Regular Cannabis Users Require Twice as Much Sedation for Medical Process

Cannabis Need More Sedatives for Medical Procedures

Cannabis Need More Sedatives for Medical Procedures

Dr. Roderic Eckenhoff, a professor of anesthesia at the University of Pennsylvania who agreed that a much more robust study would be needed to draw concrete conclusions, noted that self-reporting of recreational drug use also makes studies like these hard. In the case of Propofol, for example, may be more than three times the dose needed, when people take on a daily or weekly marijuana or other hemp products.

Scientists examined the medical records of 250 patients who had endoscopic procedures after 2012. Twardoski stated that there simply isn't enough data to fully understand whether there is a safe dose of cannabis and that patients need to be honest with their physicians before any procedure.

They looked at two other anaesthetic drugs and found that patients required 14 per cent more fentanyl and 20 per cent more midazolam to achieve optimum sedation for routine procedures, including colonoscopies.

He also said that colleagues in anesthesiology have found that cannabis users require much higher dosages of drugs to send them to sleep and have higher rates of seizures after their operation. An estimated 13.5% of the adult population used cannabis during this period, with the greatest increase recorded among people 26 and older, according to the study. "That becomes particularly unsafe when suppressed respiratory function is a known side effect".

The more rashers you eat increases risk of bowel cancer, study finds
The study, which was conducted over a period of six years, analysed data from nearly half a million people involved in the UK. The study also found alcohol heightened the risk of bowel cancer, while fibre from bread and cereals reduced the risk.

"Most probably, the number of patients which require increased dosages of anesthetics because of recreational and /or medical use of cannabis will increase due to the legalization of medical or recreational marijuana", Hauser, who wasn't involved in the study, said by email. The researchers also observed that the use of cannabis during consumption is a significant tool that helps in taking care of patients during endoscopic procedures by evaluating possible risks and medication needs. "We're seeing some problematic trends anecdotally, and there is virtually no formal data to provide a sense of scale or suggest any evidence-based protocols".

A Cannabis plant is pictured at the "Weed the People" event as enthusiasts gather to celebrate the legalization of the recreational use of marijuana in Portland, Oregon July 3, 2015.

"There is only a problem if patients do not tell their doctors that they are consuming cannabis and if doctors do not know the consequences of cannabis use for anesthesia", said Dr.
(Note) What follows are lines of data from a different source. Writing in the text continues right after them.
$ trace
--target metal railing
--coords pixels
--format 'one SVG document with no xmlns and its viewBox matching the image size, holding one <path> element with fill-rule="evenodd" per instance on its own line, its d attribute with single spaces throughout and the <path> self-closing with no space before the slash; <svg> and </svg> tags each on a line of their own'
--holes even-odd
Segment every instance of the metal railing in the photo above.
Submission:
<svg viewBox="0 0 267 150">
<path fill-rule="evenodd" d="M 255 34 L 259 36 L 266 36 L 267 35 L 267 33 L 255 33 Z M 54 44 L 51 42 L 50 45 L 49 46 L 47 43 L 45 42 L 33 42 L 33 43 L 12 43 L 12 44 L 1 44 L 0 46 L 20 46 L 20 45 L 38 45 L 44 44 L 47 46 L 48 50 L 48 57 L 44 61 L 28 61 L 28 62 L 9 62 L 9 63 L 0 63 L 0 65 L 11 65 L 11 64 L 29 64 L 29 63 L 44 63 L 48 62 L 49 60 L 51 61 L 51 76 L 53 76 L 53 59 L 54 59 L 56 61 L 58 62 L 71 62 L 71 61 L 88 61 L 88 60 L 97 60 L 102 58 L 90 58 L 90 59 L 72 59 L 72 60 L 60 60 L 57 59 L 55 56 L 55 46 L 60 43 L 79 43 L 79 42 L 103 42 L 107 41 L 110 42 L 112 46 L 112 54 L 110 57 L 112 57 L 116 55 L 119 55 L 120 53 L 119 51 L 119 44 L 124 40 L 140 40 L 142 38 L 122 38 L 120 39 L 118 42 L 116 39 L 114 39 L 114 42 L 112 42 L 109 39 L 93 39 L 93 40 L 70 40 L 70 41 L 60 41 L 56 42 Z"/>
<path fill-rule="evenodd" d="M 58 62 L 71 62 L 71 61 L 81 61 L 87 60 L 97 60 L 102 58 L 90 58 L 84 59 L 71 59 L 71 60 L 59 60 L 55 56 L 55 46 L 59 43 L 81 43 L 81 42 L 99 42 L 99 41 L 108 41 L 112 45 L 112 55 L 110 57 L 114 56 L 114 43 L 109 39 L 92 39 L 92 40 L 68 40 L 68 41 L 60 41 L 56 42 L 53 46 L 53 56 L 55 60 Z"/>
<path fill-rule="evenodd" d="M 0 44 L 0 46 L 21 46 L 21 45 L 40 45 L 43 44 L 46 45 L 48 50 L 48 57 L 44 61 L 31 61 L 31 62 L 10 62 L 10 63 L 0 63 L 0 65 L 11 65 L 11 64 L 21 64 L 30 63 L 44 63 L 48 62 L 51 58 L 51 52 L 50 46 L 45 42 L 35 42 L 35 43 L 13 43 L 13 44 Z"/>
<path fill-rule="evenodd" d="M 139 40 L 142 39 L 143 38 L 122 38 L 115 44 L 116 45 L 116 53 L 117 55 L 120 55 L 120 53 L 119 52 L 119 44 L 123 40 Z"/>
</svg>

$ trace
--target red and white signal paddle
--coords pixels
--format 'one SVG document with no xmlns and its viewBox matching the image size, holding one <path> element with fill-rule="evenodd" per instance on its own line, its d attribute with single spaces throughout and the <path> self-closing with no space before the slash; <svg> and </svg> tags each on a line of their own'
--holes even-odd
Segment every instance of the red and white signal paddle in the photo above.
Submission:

Winfried Hauser of Klinikum Saarbrucken in Germany.

Adding specific questions regarding cannabis use to patient intake forms is the first step to acquiring useful information that influences patient care, according to researchers. Twardowski said, "This study really marks a small first step". The same team is already planning a follow-up study tackling the different requirements for sedation and anesthesia and post-procedure pain management of users and non-users of cannabis.